Panel recommends revised cancer warning on consent form for indoor tanning

An advisory panel recommended Friday that the state Health Department revise language on its parental consent form for indoor tanning to specify that the practice can cause skin cancer.

The recommendation by the Maryland State Council on Cancer Control supports plans by the state Department of Health and Mental Hygiene to change the parental consent's current wording to emphasize cancer risks more clearly. But unlike a draft the Health Department crafted last winter, it stops short of saying that indoor tanning devices cause cancer.


The panel's recommendation followed a discussion by medical experts and members of the tanning industry. The parental consent form was released one year after the General Assembly adopted legislation prohibiting use of tanning devices by those under 18 without such consent.

The wording of the consent form's final language is up to state Health Secretary Dr. Joshua Sharfstein, who said he hopes to decide before winter.

"My view is that parents deserve the facts before they decide to give any consent for indoor tanning," said Sharfstein, who said that Friday's discussion follows two public comment periods and two advisory meetings and comes amid concerns among oncologists about the form's accuracy and clarity.

The form currently reads: "Because of the increase in skin cancer and other skin problems related to exposures to ultraviolet light, most health experts recommend that children under age 18 should not use indoor tanning devices."

But the 25-member state cancer council, which is appointed by the governor and includes state agency officials, physicians and community leaders, voted unanimously Friday to amend the wording to reflect scientific evidence showing a link between indoor tanning and skin cancer.

The council voted unanimously to amend the consent form to read: "Indoor tanning can cause skin cancer. Skin cancer can be fatal. To reduce the risk of skin cancer, the American Academy of Pediatrics recommends that children under the age of 18 never use indoor tanning devices."

The revised wording is not meant to suggest that someone who uses an indoor tanning device surely will develop skin cancer, said Dr. William Nelson, director of Johns Hopkins' Sydney Kimmel Cancer Center and a council member.

"You're increasing the chances of getting cancer," Nelson said. "It's like saying that when you smoke a cigarette, you're increasing the chances of getting lung cancer."

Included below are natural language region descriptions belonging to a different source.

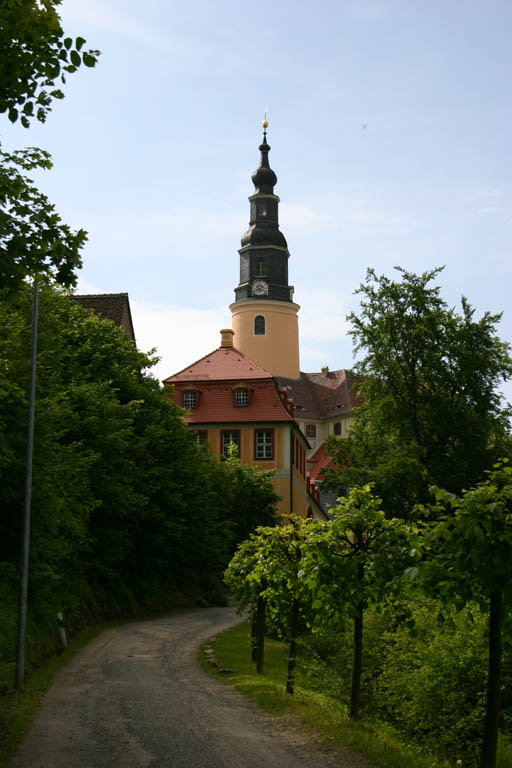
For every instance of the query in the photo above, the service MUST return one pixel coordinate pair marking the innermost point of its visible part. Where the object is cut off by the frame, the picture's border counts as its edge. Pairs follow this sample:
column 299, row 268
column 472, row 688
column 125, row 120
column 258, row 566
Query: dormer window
column 242, row 395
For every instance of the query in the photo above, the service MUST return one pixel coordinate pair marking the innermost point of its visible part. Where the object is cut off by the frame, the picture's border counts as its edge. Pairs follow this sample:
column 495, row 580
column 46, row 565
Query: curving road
column 136, row 698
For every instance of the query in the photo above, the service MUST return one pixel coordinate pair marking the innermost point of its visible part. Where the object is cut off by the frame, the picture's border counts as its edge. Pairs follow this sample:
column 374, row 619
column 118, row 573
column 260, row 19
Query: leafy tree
column 33, row 239
column 35, row 59
column 250, row 496
column 432, row 412
column 269, row 567
column 471, row 561
column 125, row 506
column 352, row 562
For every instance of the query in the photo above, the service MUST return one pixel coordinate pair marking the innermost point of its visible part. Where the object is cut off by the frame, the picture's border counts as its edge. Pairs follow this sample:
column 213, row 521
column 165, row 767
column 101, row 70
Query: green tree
column 352, row 562
column 268, row 567
column 432, row 411
column 249, row 496
column 35, row 59
column 471, row 561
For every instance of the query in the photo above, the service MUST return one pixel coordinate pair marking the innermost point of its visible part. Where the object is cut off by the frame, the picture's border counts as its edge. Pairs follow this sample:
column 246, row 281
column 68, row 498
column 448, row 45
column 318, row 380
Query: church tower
column 265, row 321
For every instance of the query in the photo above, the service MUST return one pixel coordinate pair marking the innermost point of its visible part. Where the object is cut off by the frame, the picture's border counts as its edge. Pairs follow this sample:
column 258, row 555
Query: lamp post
column 22, row 615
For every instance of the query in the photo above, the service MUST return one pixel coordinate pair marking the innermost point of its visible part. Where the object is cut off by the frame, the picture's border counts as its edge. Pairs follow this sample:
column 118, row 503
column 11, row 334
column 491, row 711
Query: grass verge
column 320, row 715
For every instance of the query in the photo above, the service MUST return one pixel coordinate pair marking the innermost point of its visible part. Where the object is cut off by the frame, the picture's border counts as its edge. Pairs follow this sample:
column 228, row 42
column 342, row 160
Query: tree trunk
column 292, row 659
column 260, row 648
column 357, row 665
column 492, row 711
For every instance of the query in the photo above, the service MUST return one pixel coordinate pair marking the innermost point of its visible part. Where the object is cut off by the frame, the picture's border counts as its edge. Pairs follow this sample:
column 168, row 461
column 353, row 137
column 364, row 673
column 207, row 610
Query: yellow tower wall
column 278, row 350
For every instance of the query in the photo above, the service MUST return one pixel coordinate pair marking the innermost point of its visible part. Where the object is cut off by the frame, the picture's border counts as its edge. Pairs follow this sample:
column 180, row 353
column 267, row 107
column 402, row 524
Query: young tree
column 353, row 562
column 268, row 567
column 470, row 560
column 432, row 411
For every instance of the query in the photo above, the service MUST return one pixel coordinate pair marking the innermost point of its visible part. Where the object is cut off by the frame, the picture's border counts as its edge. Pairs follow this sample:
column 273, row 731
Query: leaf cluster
column 431, row 412
column 35, row 58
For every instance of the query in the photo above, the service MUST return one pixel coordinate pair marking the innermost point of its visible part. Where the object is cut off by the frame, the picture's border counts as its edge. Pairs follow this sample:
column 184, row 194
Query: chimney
column 226, row 336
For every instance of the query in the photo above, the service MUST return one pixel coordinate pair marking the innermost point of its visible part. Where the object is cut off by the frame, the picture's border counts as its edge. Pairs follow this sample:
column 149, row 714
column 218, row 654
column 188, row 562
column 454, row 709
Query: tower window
column 259, row 325
column 260, row 267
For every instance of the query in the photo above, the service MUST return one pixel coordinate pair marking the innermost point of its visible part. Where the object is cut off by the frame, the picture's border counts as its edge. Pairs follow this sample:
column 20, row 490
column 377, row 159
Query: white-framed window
column 264, row 443
column 201, row 438
column 241, row 398
column 259, row 325
column 189, row 399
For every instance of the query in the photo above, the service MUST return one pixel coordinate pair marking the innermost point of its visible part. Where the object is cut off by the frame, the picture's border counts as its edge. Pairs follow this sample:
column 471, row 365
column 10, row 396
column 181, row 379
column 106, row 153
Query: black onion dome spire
column 264, row 252
column 264, row 178
column 264, row 225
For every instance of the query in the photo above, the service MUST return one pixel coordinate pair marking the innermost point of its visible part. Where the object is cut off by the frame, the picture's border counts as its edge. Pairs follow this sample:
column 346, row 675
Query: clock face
column 259, row 288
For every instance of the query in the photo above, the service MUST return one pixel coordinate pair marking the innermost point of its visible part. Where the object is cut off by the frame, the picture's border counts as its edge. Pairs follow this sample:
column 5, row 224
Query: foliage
column 353, row 562
column 432, row 411
column 471, row 560
column 34, row 241
column 125, row 507
column 35, row 58
column 429, row 687
column 251, row 496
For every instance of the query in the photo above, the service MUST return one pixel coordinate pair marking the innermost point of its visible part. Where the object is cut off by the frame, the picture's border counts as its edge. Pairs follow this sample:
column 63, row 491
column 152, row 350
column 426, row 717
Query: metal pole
column 22, row 618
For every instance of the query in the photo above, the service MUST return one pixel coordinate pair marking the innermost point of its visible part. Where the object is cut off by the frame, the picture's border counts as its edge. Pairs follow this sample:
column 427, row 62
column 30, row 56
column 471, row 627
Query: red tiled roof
column 223, row 364
column 320, row 396
column 321, row 460
column 216, row 403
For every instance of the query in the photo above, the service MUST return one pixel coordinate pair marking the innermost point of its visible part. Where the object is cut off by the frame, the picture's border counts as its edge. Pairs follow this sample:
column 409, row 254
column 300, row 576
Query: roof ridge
column 232, row 350
column 96, row 295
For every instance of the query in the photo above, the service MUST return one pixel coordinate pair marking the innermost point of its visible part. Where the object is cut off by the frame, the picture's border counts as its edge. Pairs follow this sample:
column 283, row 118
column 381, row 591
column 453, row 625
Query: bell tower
column 265, row 321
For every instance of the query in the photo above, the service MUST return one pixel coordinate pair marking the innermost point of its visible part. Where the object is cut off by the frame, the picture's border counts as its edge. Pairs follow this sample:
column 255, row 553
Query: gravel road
column 135, row 697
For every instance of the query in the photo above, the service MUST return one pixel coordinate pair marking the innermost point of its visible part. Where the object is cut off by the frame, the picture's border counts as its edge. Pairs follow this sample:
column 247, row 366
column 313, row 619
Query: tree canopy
column 35, row 59
column 432, row 412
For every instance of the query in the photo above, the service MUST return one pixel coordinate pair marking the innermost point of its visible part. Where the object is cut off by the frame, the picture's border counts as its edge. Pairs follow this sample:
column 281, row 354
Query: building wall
column 282, row 463
column 325, row 428
column 278, row 350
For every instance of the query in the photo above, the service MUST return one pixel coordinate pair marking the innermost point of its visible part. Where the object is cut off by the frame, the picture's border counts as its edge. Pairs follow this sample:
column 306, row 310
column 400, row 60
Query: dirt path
column 135, row 697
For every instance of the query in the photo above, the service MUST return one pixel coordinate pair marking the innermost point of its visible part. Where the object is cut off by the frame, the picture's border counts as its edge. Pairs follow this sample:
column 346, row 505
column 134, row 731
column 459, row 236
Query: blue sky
column 390, row 125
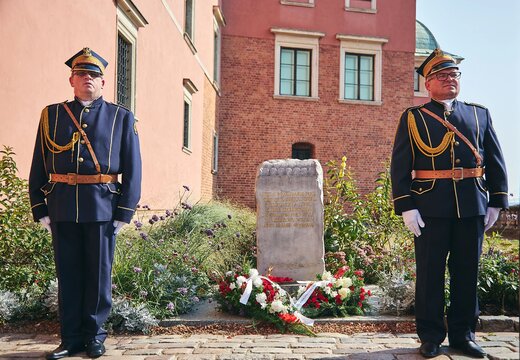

Courtney Lewis, director of the health department's Center for Cancer Prevention and Control, said the panel wanted "parents to have the most accurate information about the risk with tanning, based on scientific evidence."

But members of the tanning industry argued that scientific evidence does not necessarily support a link between tanning devices and cancer.

"We believe in moderation. What we don't believe in is saying, unequivocally, that indoor tanning causes skin cancer. It is not proven," said Robin Eason, owner of Sunseekers Tanning Studios, a 30-year operation with locations in Bel Air, Baltimore and Crofton.

"Every tanning bed is regulated by the FDA," Eason said, "and the FDA says that 'this tanning bed with this combination of lights can only tan this skin type for this many minutes per session.' It's highly regulated."

Joe Levy, scientific adviser for the American Suntanning Association, said some researchers see no clear-cut relationship between skin cancer and UV exposure.

"There is no study model that has ever isolated nonburning UV exposure as an independent risk factor," Levy said.


Yasmine Kirkorian, a Johns Hopkins pediatric dermatology fellow, said that exposure to UV light in childhood and adolescence yields the highest skin cancer risk.

"In saying UV light can be harmful doesn't mean we recommend unrealistic living, like a hermit," Kirkorian said. "We become concerned when the length or extent of sun exposure damages the skin, and by definition that is always the case with UV exposure from indoor tanning."